Intel is moving Ct, a high-level research project that supports data parallelism in current multicore and manycore architectures, out of the lab and into the real world of high-performance software development.
Ct, short for "C/C++ for throughput computing," lets programmers abstract data-parallel programming away from the hardware while supporting deterministic behavior to avoid races and deadlocks. It does this in part by adding parallel collection objects and methods to C++ using C++ templates.
Moreover, Ct supports forward-scaling across multicore and manycore processors. This means that programs written today can be ready for tomorrow's hardware without having to rewrite code due to the release of new architectures.
According to Intel, Ct provides several benefits for developers:
- Reduce errors in parallel programming by providing determinism, which helps provide certain guarantees about safety. Safety helps avoid data races and deadlocks, the two most often encountered parallel programming bugs.
- Parallel programming that is readable with an expressive syntax that stays close the domain expert's mode of expression. Ct technology excels by providing a framework that allows programs to keep a programming notation close to the notation used by non-programmer experts.
- Forward-scaling across multicore and manycore processors. SSE, AVX, Larrabee, and beyond and can be supported in a common binary.
- Fit into existing programs. Ct allows for effective data-parallelism to be added into existing programs using existing tools and programming languages. Ct extends C++ for data-parallelism which allows for compatible and incremental addition of parallel programming into existing programs without the need for completely new and incompatible programming languages.
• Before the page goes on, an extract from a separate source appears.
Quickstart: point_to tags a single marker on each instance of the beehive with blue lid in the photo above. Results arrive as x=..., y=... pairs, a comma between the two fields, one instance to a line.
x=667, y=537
Intel will release a new product beta using Ct technology by the end of the year and these new products will deliver data-parallel capabilities through standard C++ templates. Using high-level abstractions, these products let C++ developers build applications for optimized performance on several to hundreds of cores. Intel says this will complement existing Intel software development products for both data and task parallelism, including full support for Intel Threading Building Blocks and OpenMP.